IL PAPÀ DI CHIARA “DEMONI? NON CI CREDO”

L’assassino ha dichiarato anche che Chiara Gualzetti avrebbe nutrito nei suoi confronti un interesse che lo infastidiva e ha riferito di un messaggio in cui la ragazza diceva che se fosse morta non sarebbe mancata a nessuno, quindi il killer si sarebbe offerto di darle una mano. Ma il padre di Chiara non crede alla versione su voci e demoni. «Lo conosco il ragazzo, ha fatto uno stage con me (come elettricista, ndr): non ha mai dimostrato demoni, sarà forse uno dei primi alibi che si sta creando. Io non vorrei che mia figlia fosse morta per niente e che non abbia giustizia». Vincenzo Gualzetti ha voluto ringraziare tutti coloro che hanno collaborato alle ricerche della figlia Chiara, trovata il giorno dopo la sua scomparsa. L’uomo è affranto: «Diciassette anni fa ho lasciato Napoli con mia moglie perché mia figlia nascesse qui, volevo crescesse in un posto sicuro per il suo futuro e ora non mi rimane niente: lei non ha più futuro e io non ho nessun futuro senza di lei». Lo zio della ragazza si è lasciato sfuggire qualcosa in più, come riportato da Il Giorno: «È venuto a prenderla e sono saliti insieme. Chiara ha detto “dieci minuti e torno”. Si è allontanata con l’omicida e questo dimostra la fiducia che lei riponeva nelle persone: si è fidata di chi non doveva».



“IL RAGAZZO SI TAGLIAVA LE BRACCIA COL TEMPERINO”

Secondo la ricostruzione degli inquirenti, domenica mattina alle 10 si sono incontrati, infatti la telecamera sulla casa della famiglia li ha inquadrati. Poi sono andati verso i sentieri che salgono verso l’Abbazia di Monteveglio, dove Chiara Gualzetti è stata trovata morta il giorno dopo. Lui si era portato il coltello da casa, dopo averla ammazzata ha cancellato le ultime chat.

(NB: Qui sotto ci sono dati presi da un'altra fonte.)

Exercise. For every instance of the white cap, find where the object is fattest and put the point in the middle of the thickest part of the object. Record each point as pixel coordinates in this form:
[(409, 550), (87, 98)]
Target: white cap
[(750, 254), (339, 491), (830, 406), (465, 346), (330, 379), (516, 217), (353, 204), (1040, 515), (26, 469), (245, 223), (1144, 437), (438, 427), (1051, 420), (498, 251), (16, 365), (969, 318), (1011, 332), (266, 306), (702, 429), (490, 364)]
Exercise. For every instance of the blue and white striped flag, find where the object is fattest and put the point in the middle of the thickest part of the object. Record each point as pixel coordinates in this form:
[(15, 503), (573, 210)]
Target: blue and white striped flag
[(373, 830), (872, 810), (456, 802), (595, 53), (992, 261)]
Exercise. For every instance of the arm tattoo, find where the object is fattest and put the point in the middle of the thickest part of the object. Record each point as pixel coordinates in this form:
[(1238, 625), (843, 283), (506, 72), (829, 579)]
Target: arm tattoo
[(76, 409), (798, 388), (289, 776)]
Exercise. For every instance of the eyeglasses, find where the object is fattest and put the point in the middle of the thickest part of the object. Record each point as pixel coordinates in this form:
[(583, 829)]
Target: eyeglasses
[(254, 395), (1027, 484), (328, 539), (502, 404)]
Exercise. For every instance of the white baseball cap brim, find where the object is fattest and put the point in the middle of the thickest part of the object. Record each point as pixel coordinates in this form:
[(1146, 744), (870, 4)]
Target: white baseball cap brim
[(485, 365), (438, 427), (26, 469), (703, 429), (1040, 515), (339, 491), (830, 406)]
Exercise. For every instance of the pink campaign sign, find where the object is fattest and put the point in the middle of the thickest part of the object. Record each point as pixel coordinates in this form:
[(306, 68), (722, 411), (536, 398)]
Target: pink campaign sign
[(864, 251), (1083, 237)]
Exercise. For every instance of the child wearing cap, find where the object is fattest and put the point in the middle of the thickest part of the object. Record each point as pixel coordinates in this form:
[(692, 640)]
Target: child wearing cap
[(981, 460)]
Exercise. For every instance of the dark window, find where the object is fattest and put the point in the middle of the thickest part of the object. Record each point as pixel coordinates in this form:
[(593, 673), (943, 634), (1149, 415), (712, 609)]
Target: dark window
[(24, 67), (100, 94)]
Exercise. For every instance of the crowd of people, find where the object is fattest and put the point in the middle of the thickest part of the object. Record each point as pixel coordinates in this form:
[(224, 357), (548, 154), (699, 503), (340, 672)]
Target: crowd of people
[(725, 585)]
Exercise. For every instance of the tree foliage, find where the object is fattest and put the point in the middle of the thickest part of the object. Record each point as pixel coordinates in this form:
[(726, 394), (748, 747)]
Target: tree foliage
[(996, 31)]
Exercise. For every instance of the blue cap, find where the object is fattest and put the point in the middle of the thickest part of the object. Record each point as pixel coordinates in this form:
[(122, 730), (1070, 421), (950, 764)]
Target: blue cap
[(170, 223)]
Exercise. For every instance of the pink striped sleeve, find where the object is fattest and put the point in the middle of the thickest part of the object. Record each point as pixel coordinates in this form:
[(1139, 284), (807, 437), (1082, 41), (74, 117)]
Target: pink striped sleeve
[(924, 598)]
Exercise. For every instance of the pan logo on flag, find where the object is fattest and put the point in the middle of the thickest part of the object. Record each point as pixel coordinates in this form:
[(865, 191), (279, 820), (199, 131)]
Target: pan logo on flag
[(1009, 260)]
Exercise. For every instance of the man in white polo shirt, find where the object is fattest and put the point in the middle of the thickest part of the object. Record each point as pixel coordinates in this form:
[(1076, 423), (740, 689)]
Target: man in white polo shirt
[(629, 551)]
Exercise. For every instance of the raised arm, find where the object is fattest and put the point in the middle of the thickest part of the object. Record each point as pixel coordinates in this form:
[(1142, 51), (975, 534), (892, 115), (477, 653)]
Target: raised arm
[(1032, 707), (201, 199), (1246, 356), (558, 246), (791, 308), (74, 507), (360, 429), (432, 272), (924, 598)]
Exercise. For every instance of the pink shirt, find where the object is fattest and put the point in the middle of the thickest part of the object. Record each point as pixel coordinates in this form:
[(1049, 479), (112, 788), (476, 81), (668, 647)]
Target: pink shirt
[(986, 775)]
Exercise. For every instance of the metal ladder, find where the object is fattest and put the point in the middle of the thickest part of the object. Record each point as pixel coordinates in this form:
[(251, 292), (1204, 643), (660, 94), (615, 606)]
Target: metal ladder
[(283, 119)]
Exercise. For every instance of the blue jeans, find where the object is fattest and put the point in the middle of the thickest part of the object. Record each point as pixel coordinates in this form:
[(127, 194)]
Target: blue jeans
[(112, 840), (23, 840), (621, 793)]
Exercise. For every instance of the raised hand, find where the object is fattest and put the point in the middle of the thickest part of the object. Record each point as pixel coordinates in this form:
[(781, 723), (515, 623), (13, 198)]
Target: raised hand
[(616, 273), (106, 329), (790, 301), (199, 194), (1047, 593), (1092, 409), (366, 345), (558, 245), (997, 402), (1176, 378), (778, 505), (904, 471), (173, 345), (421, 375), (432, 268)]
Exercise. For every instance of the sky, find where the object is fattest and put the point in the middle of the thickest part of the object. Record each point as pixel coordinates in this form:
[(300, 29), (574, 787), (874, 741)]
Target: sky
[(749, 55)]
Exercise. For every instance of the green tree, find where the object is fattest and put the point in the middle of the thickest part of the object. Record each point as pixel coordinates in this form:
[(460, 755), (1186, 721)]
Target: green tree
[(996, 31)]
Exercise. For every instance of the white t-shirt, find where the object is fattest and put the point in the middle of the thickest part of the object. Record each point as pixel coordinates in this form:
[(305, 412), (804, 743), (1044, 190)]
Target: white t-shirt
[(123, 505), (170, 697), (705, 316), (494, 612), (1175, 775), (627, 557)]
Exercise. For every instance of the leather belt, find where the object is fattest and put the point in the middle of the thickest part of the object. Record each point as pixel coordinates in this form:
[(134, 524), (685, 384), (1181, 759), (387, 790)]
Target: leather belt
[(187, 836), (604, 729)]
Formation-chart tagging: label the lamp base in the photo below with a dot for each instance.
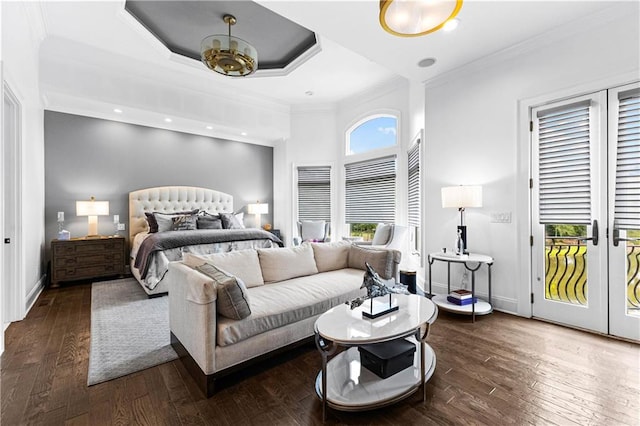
(462, 229)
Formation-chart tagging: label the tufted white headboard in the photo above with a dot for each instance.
(171, 199)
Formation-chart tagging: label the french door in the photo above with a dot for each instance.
(585, 189)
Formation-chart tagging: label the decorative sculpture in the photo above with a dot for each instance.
(375, 287)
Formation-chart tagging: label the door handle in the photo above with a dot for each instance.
(616, 236)
(594, 234)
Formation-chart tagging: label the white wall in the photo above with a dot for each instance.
(313, 142)
(21, 36)
(472, 134)
(318, 137)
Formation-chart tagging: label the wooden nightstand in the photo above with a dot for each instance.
(86, 258)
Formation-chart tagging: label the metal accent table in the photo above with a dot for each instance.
(472, 262)
(343, 384)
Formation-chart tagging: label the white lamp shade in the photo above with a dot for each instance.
(258, 208)
(92, 208)
(462, 196)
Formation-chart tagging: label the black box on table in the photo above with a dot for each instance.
(387, 358)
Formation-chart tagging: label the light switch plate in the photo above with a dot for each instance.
(501, 217)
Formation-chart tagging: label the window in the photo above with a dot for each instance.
(370, 194)
(314, 193)
(374, 133)
(414, 196)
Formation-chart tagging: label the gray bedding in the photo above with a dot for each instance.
(161, 241)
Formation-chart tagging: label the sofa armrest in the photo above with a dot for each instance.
(192, 318)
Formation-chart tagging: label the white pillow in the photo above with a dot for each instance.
(312, 230)
(244, 264)
(279, 264)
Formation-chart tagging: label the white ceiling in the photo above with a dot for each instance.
(344, 27)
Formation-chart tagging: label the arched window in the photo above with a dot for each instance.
(374, 132)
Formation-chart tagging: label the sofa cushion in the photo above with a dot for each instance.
(382, 261)
(279, 264)
(331, 256)
(233, 299)
(243, 264)
(279, 304)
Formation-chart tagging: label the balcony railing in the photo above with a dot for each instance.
(566, 272)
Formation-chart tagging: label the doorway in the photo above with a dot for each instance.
(11, 183)
(586, 211)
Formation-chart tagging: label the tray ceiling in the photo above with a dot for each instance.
(181, 26)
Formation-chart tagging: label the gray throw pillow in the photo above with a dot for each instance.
(232, 220)
(183, 223)
(209, 222)
(233, 299)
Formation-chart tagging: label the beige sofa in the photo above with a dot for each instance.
(287, 289)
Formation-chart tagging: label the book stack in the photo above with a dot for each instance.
(461, 297)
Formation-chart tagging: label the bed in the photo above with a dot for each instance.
(152, 252)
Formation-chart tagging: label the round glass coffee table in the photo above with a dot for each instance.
(343, 384)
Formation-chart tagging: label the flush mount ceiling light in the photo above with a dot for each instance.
(413, 18)
(227, 55)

Ai carabinieri, che hanno trovato anche i vestiti sporchi di sangue, ha consegnato le scarpe calzate quel giorno e li ha portati nel punto esatto in cui ha lanciato il telefono di Chiara nel fiume. Secondo una professoressa del ragazzo soffriva la separazione dei genitori. «Si tagliava le braccia con il temperino, aveva attacchi di rabbia e non voleva studiare». Sostiene inoltre, come riportato da La Stampa, che avesse bisogno di cure. Il ragazzo aveva abbandonato la scuola e i servizi sociali lo seguivano per le condizioni di estrema povertà della sua famiglia. C’erano stati anche incontri con uno psicologo. «È stata una confessione apatica», ha affermato un investigatore che ha assistito all’interrogatorio. «Il ragazzo non ha detto nulla per cercare di difendersi. Non sembrava uno che voleva fare il pazzo, sembrava un ragazzo squilibrato».